On the other hand 6.2 uses an Intel mobo probe facility (part of apic) during boot so you can read off devices plugged into the mobo in the boot message stream as long as its powered on (all captured in a /var/log/messages.log). I can tell there are all sorts of giant improvements in the underlying code. For example 6.2 runs flawlessly on the core2duo, and I can see both cpu's in top. Plugging in an device in one of the usb ports is reported on the CLI along with its manufacturer's name, date, serial number and some of its operating specs. The big problem is getting and configuring a virtual device driver to link the physical usb node to the OS device driver. Maybe that's not really the FreeBSD community's problem since they can't control whether manufacturers will release the i/o specs for their devices, or choose not to. The FreeBSD and Xorg configuration probes can only report the id and crude spec, but can't go beyond that. For example, nvidia evidently stopped releasing their full board specs with the release of their latest video cards---just my luck. So, that is why I spent hours and hours struggling to configure X.

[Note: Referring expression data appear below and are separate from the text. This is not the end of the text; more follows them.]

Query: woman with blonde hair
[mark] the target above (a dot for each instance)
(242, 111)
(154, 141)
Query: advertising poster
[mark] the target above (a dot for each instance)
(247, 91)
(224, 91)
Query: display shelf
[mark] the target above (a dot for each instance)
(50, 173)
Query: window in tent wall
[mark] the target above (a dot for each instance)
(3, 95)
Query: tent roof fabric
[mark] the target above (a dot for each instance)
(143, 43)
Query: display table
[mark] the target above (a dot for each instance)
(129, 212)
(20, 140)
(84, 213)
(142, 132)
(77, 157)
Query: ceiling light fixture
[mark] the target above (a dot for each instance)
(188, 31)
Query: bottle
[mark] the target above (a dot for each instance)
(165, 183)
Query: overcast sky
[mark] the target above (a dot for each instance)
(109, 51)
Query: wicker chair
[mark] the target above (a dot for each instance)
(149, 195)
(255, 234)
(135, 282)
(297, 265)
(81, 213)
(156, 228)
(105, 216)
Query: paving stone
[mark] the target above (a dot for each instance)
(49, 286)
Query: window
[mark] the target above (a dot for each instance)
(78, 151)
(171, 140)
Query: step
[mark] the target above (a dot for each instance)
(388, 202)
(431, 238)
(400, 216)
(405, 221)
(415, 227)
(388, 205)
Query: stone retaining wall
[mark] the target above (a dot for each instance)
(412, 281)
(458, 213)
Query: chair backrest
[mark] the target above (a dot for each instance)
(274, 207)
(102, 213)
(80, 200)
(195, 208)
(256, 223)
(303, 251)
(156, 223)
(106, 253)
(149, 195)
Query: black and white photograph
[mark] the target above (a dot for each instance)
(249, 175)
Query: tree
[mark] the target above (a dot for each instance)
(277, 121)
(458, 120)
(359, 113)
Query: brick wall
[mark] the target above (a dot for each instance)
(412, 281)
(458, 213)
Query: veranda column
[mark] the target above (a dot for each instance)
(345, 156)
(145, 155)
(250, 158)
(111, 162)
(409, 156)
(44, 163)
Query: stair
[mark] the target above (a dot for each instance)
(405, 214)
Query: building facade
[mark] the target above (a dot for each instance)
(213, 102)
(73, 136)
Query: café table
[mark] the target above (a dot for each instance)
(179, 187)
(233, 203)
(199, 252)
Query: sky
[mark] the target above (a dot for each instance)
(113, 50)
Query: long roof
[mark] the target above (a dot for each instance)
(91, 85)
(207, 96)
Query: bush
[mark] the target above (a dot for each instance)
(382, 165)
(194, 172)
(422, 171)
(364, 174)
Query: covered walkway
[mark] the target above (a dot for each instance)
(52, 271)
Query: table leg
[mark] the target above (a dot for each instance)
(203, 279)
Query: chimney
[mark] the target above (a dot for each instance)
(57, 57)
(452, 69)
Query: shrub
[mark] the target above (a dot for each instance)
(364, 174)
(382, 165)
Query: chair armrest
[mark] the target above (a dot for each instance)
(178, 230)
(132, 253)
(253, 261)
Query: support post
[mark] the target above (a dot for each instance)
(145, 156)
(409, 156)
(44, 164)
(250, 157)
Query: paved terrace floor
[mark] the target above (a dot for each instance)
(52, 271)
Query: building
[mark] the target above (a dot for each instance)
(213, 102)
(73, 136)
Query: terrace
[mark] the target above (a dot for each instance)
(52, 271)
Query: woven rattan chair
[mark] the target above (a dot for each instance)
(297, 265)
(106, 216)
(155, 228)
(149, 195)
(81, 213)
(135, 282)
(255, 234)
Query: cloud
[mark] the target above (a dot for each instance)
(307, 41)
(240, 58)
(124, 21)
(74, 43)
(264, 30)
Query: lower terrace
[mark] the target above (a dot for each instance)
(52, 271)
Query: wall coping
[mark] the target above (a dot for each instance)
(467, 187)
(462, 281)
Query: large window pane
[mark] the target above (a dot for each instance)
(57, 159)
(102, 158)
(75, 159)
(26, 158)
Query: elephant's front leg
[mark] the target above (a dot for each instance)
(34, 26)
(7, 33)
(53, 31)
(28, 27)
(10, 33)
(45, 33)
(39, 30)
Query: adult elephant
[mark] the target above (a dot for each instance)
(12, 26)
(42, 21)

But the deepest and most annoying and frustrating thing of all is that FreeBSD documentation lags behind its releases by at least one or two major revisions. What made my life these last two months such a nightmare was that the books that came with the full CD bundle were relevant to 4.x and 5.x and had little or nothing about 6.x. So, even if I was once upon a time a great believer in RTF, I was lost. The printed user and administrator guides were almost worthless, because there had been enough key changes to make the documentation significantly out of date. The live system included the most uptodate version of the Handbook, but even it was worthless for understanding the changes to sendmail, the sio0 driver, apic nightmares, configuring a printer, and other standard tasks. The manual pages of course were up to date, but anybody who has navigated unix manual pages knowns this really is the place of last resort. Toughing it with the manual pages is like returning to a math class after missing a few lectures.
Oh, and I forgot to mention Emacs, my essential life line to all text went through its own upgrade. TeX also. Thanks to some genius twit at gnu, Emacs now has a default blinking curser. And of course the emacs crowd is ten times more snotty, conceited, and terse than any FreeBSD guru could ever hope to be. The emacs lists gave various ways to stop the stupid cursor from blinking, but none of them worked. What is it with these people?
But I am here in gnome to report that evolution sucks and is an obvious clone of a clone of the old StarOffice email client that was later cloned into OutLook, suitably rename OutBack or OutHouse by wankers in the free world---or was it the other way around? Thankfully gnome is just a fancy window manager and supports my favorite email client xfmail---which if the gods are with me tonight, yes the sun has gone down while I were here...will get this off to LBO. (Note, Monday morning, I had forgotten how to configure xfmail so I am sending this off the command line. I also looks like gnome's nautilus, a file, directory, and system navigator(?) tends to hang. At a guess it is configured to limit access via user permissions. Whats a file and directory program for, it you can't get anywhere? Bad news.)
Hopefully all the dark nights of despare are behind me. Late this afternoon I turned the old box off, unhooked it from the network hub, the phone line, the AC power, and packed it away. Maybe I will find a nice AT box with power suppy and revive it just because it was my favorite computer of all time. The apartment is suddenly quiet for the first time in months. No old AT power supply hum.